In an ideal world you would probably buy small amounts of green beans (perhaps from a specialist roaster), roast them yourself, and grind them immediately before you want to make coffee. However, most of us have to buy roasted beans, often in larger quantities than we can use in just a few days.
When you have to store coffee beans, remember that the main enemy is water. The volatile oils are water soluble – which gives us the flavour in the cup – but damp conditions will taint the oils. Do not store coffee in the refrigerator, because, once opened, moisture will condense on the surface of the container.
If you have to store coffee for any length of time, it is better to put it in the freezer, making sure that it is in an airtight bag. Roasted beans that are to be kept for longer than a week should always be kept in the freezer. Do not try to thaw the beans when you need them – they can go straight from the freezer into the grinder.

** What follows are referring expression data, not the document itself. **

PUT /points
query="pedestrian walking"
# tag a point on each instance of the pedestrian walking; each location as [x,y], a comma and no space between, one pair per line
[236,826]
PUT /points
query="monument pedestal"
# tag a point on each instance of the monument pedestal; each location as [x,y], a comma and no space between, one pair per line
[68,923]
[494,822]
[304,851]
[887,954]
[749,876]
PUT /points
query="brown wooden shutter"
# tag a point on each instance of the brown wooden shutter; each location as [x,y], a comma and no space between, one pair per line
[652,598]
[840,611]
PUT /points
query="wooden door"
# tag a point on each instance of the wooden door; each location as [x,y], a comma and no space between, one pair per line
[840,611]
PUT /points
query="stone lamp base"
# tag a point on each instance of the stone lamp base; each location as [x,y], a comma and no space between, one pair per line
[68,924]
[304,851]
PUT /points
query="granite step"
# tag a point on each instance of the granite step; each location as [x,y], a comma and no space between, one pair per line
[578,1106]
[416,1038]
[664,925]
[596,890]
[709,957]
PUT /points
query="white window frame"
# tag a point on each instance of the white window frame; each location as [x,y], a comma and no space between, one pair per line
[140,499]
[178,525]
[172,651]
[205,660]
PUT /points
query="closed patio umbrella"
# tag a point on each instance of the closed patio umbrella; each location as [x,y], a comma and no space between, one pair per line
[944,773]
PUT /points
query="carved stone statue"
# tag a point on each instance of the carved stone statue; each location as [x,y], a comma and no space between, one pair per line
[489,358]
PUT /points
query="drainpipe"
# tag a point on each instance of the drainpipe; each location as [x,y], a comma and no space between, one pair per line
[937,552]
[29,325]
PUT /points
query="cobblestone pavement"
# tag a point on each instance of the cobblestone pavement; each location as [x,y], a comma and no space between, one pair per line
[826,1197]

The other great enemy of coffee is oxygen, which oxidizes the volatile flavours. This is why it is important to grind the beans immediately before you brew. Once coffee has been ground, much more of its surface is exposed to air, which means that oils begin to evaporate and the flavour vanishes into thin air.
Do not store coffee near to other strong-smelling or strongly flavoured products. Like tea, coffee quickly picks up other scents and flavours. Store your coffee in an airtight, clean container that is reserved only for coffee.

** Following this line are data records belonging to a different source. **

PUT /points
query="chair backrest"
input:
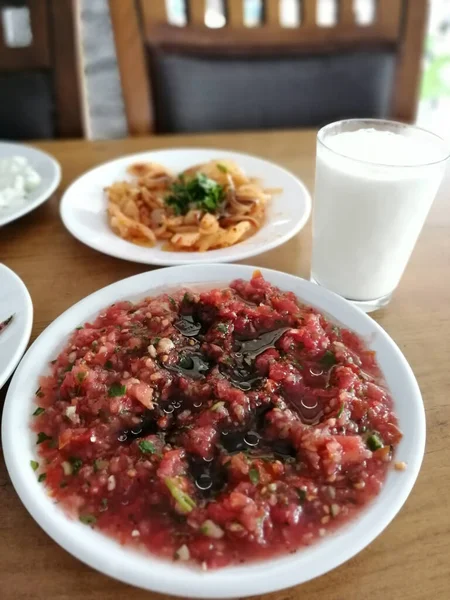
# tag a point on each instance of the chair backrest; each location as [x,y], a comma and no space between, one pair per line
[193,78]
[40,82]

If you buy coffee through mail order, only purchase small amounts at a time. Although you might save money through bulk buying, you will lose value as you lose flavour.

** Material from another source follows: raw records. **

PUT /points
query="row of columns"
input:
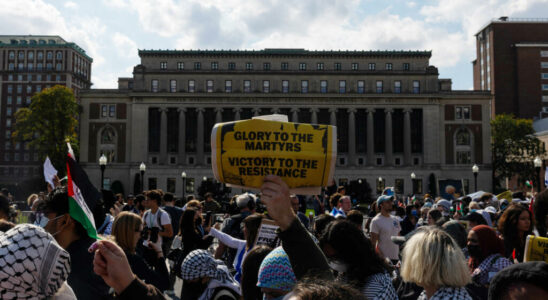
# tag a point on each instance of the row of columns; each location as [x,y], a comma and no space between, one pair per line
[388,154]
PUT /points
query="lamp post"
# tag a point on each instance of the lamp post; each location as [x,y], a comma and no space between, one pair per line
[183,176]
[103,165]
[475,170]
[143,168]
[538,163]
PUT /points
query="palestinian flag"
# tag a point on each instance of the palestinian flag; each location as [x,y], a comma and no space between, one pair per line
[83,196]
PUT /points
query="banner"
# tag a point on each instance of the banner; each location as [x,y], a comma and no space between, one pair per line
[303,155]
[536,249]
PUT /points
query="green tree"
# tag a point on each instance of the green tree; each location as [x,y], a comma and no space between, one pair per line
[514,149]
[48,123]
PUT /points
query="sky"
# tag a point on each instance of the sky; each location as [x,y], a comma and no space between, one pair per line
[112,31]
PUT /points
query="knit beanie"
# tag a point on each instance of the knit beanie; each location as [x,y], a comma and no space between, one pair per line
[276,272]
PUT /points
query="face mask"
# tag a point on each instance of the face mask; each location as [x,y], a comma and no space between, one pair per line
[474,250]
[338,266]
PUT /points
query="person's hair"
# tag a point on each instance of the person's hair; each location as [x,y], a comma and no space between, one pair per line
[508,225]
[356,217]
[250,272]
[355,249]
[123,230]
[187,221]
[334,200]
[252,224]
[319,289]
[321,222]
[540,208]
[432,258]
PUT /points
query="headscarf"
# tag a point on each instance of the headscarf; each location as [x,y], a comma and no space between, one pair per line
[200,264]
[32,264]
[276,272]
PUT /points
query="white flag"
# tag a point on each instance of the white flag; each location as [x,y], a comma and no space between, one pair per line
[49,172]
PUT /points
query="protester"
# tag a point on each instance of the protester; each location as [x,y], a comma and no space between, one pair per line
[33,265]
[126,231]
[433,261]
[515,224]
[250,272]
[205,278]
[383,227]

The fresher the beans, the richer and more flavourful the cup. Coffee suppliers go to great lengths, therefore, to protect the freshly roasted beans from air, heat, light, and moisture, all of which impair the flavour.
In both Europe and the United States, the packaging of coffee has become something of a problem in itself. Not only are strict national regulations about the use of recyclable materials in force in many countries, but some countries within the European Union impose even tighter limits on the kinds of material that may be used. For example, aluminum, which was once widely used, has now fallen from favor in some markets. Combine this with increased consumer awareness of the costs – both in financial and environmental terms – of unnecessary packaging, and it is easy to see why many coffee companies are investing so much time and effort into rethinking their packaging policies.
Single laminate packaging, with materials comprising many ultra-thin layers, is the mainstay of coffee nowadays, and in the United States, the traditional can has left the scene altogether – to be replaced by increasingly high-tech barrier films designed to protect the coffee. These laminated packages reduce both transport and environmental costs and some even allow consumers to reseal the bag with an enclosed zip-lock.
Most coffee packaging now uses specially designed one-way valve bags, into which the beans are packed soon after roasting. The valve on each bag allows the carbon dioxide, which is released by the freshly roasted beans, to escape, but prevents oxygen, which robs the beans of flavour, from entering. Whatever the packaging, however, remember that, once opened, coffee must be stored in an airtight container in a cool, dry place.